~JESSICA DE KONINCK~
THE
FUNHOUSE
Did you ever drive down Ocean Parkway
with the windows open on a summer
night and hear the fireworks even before
your dad parked the car, and once
you rode the horses at steeplechase and twice
went down the slide but did not dare
the parachute drop. In the dreamscape
the parachute never stops falling.
The rider always travels a little
too fast. Something’s off kilter about
the man with the big teeth smile.
Something that says nothing
is quite right here, a horror movie,
never feeling fully awake. It’s like that
when he places the coin in her mouth and
she begins to radiate and glow
like a painted wooden saint in one
of those old off the beaten track churches
where the artist didn’t get the perspective
quite right, or maybe the colors, or the proportions.
You’re not sure what, but everything
is slightly askew, and that small misalignment
widens into the crack where fear enters
the room, rolls along the rotting slats
and hides with the rats in the broken eaves.

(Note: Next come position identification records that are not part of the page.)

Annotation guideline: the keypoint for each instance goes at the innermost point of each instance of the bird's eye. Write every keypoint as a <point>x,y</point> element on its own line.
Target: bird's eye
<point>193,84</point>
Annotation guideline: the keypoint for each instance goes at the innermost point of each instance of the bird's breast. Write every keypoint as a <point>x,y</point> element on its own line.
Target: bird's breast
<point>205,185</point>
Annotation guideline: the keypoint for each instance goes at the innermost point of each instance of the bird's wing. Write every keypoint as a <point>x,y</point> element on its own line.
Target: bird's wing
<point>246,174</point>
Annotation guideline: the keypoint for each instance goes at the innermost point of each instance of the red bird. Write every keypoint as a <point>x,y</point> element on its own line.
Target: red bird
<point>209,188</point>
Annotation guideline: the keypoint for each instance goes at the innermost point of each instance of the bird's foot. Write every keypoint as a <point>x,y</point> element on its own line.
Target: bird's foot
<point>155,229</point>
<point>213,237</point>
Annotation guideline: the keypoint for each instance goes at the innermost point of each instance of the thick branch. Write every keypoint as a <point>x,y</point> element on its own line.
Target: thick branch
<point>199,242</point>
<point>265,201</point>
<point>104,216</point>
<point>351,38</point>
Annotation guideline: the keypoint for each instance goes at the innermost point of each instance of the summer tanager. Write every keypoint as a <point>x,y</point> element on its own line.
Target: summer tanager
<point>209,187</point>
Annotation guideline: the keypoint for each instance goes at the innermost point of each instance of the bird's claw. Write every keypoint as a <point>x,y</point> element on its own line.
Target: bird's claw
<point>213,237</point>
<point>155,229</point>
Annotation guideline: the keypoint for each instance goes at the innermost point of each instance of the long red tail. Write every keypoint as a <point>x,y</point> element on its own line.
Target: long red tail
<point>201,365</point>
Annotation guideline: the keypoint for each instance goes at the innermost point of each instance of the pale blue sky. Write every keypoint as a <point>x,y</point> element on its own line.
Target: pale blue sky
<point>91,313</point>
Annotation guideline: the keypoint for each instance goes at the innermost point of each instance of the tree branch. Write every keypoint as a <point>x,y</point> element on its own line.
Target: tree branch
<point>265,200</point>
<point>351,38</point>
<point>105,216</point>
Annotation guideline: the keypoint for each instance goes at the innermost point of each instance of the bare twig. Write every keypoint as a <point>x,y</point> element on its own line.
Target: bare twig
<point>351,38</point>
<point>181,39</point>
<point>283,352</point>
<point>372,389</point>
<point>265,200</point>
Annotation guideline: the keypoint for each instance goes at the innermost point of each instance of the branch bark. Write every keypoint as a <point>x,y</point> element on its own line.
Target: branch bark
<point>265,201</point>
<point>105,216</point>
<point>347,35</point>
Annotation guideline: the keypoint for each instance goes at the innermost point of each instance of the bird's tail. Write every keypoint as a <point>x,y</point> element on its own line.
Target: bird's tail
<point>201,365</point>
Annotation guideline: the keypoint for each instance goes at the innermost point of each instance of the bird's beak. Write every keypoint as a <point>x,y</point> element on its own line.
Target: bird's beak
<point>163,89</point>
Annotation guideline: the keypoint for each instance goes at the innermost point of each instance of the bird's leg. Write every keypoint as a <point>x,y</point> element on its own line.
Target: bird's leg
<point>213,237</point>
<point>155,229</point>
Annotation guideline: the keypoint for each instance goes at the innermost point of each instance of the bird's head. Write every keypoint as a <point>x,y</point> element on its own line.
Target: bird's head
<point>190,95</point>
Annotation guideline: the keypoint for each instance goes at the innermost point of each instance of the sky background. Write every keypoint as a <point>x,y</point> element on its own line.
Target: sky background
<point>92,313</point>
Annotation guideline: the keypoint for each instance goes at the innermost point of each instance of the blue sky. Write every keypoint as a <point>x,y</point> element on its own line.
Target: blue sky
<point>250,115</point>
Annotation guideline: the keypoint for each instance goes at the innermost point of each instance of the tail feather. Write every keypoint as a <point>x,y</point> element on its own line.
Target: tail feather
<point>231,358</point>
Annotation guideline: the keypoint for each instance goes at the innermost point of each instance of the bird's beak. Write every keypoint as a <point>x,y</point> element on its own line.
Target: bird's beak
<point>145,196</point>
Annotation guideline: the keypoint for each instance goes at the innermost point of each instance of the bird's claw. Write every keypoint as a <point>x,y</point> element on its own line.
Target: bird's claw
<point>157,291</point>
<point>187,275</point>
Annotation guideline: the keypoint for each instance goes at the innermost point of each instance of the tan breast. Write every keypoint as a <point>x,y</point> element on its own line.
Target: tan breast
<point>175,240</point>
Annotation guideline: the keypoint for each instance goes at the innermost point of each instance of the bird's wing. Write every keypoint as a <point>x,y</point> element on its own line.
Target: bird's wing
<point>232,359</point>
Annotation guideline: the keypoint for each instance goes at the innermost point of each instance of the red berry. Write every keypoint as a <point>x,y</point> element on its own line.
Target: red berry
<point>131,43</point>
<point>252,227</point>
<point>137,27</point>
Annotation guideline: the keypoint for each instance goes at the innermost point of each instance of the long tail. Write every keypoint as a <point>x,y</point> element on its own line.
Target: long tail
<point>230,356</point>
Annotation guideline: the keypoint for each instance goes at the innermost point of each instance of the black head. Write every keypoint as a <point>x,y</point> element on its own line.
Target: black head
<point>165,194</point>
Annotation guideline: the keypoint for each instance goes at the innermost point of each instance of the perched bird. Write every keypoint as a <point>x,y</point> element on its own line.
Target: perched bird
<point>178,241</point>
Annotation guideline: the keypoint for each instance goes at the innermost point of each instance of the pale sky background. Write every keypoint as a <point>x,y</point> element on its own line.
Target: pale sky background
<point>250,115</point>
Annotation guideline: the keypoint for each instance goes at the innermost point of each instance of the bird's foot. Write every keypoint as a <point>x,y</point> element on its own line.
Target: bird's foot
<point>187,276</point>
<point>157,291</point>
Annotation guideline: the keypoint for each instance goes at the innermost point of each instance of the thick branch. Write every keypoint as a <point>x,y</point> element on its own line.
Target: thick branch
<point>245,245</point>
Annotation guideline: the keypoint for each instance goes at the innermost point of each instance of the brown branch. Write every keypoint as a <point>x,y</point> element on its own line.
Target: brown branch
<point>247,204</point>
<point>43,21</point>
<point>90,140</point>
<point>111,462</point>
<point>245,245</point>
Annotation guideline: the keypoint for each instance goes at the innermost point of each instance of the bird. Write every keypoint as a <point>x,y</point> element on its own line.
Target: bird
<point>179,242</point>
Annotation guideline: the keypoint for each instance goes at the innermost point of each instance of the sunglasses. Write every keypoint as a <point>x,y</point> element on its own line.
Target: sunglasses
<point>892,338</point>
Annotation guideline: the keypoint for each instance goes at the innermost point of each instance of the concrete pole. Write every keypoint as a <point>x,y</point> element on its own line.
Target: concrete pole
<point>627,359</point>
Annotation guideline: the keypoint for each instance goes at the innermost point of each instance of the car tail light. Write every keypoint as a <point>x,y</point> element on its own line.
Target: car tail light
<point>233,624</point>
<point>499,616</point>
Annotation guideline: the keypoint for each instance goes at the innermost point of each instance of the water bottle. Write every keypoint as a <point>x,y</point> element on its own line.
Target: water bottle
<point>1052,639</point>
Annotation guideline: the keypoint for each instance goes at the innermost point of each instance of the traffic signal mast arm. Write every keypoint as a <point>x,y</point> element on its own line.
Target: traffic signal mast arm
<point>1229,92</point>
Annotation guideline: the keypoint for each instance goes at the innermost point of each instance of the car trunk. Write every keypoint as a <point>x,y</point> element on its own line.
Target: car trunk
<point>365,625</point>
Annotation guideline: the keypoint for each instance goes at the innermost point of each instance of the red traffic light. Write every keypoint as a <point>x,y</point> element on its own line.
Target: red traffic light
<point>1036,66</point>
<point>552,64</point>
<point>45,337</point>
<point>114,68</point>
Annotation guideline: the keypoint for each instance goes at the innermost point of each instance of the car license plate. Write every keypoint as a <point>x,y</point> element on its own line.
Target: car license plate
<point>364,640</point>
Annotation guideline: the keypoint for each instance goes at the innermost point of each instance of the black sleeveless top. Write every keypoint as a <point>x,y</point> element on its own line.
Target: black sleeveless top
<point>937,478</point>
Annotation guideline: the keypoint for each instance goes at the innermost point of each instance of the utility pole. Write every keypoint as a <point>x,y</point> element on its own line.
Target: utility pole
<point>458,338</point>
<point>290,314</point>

Remember getting lost at Coney Island.
As if in a dream the camp bus left. You stayed.
Your brother, bless him, cried until they turned
the bus around, came back and got you,
both late for his birthday party,
your mother frantic. Now the Cyclone is dead,
the Ferris Wheel dismantled. No one screams.
No reason for fear, but when the man
places the coin in your mouth,
you turn into the light. The room
begins to spin. Everything disappears.